Restaurant owner says federal applications to bring in overseas workers are difficult on small businesses

Alfonso Maury, owner of Corrientes Argentine Pizzeria in Winnipeg, says his application to bring in a worker from Argentina was denied because of one wrong word. Joanne Roberts has the story.

Restaurant owners say it’s still a volatile industry — with a lack of workers and also a lack of supports for small businesses still in pandemic recovery mode.

For Alfonso Maury, owner of Corrientes Argentine Pizzeria, he says he waited four months to have his application to bring in a worker from Argentina be denied, over one incorrect word.

“We need some help. We need someone just taking a look and make this procedure much easier for us,” said Maury.

The pizzeria owner says he’s been searching for months for another chef in his restaurant and has even had conversations with Immigration, Refugees, and Citizenship Canada about training someone in the country. But with advertisements out looking for someone for the position, he’s still coming up empty, so he’s had to look for someone overseas.
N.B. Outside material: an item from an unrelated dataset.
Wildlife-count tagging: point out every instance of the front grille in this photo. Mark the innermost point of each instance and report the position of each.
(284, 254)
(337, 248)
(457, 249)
“We need, in particular, someone who understands our Argentinian kitchen. So the bakery is different, the pasta is different, the empanadas are different. It’s not something very common in North America,” he explained.
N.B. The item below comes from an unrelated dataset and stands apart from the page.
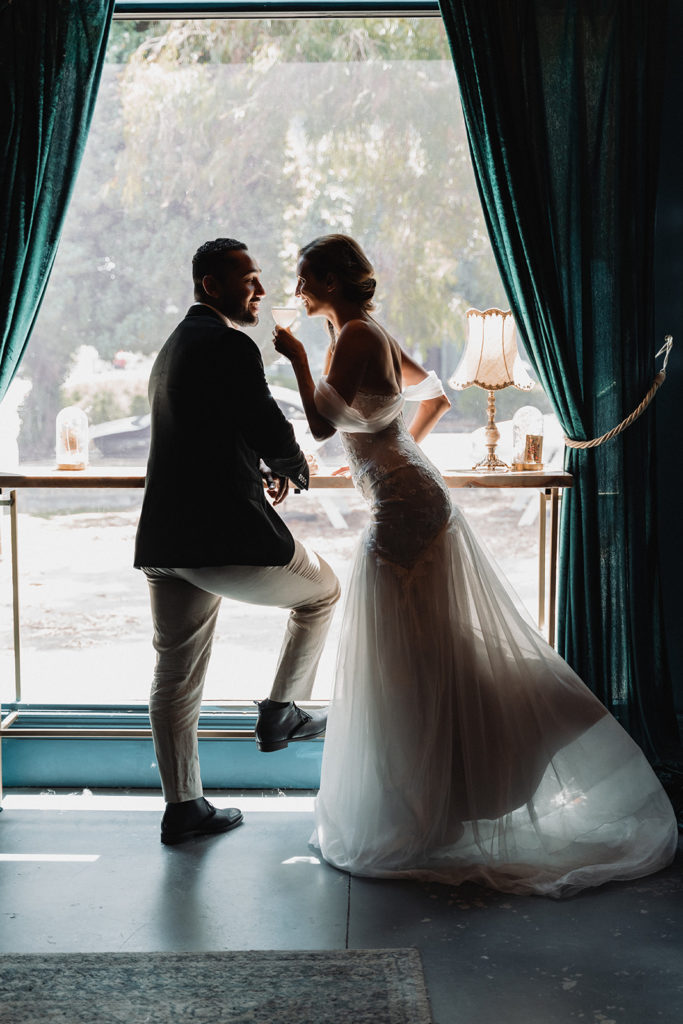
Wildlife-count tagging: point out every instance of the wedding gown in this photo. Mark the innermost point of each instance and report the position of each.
(460, 745)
Alfonso Maury, owner of Corrientes Argentine Pizzeria, says the application process to hire foreign workers is tough on small businesses. (Joanne Roberts, CityNews)

For his application through the federal government through the Labour Market Impact Assessment, which hires temporary workers from abroad, Maury had to pay over a thousand dollars — $1,000 for the application and $150 for each of its accompanying job advertisements. The reason for his denial — he advertised for a “chef” and not a “cook”.

“For that, I had to wait four months. Had a telephone call telling me, you put the wrong word in your application, so we’re gonna decline. That’s it. There’s people waiting, it’s not just me as an employer. There’s people overseas waiting for an answer, too.”

Maury says now he’s paying over a thousand dollars again to re-apply. He says for small businesses already struggling to hire, paying the fees again is not easy.

“Why? Why then just say, hey, fix the advertising, re-advertise and we’re gonna consider just to keep it alive and then you can apply again. So why I need to pay (again)? Just for a word? It has no sense for me,” said Maury.

Alfonso Maury says he needs to look overseas to find workers for his restaurant. (Steve Anderson, CityNews)

Maury says he feels a disconnect from establishments that are supposed to be helping small businesses, saying the federal government doesn’t seem to understand how urgent the situation is.

“The restaurant industry needs people overseas. Someone needs to take care of that. Immigration needs to see what’s going on with the industry. There is a lack of cooks or kitchen people in general for every restaurant.”

CityNews reached out to Employment and Social Development Canada and has not yet received a response.

In the meantime, Maury says he’s still looking for qualified workers, and new advertisements are up for his next application.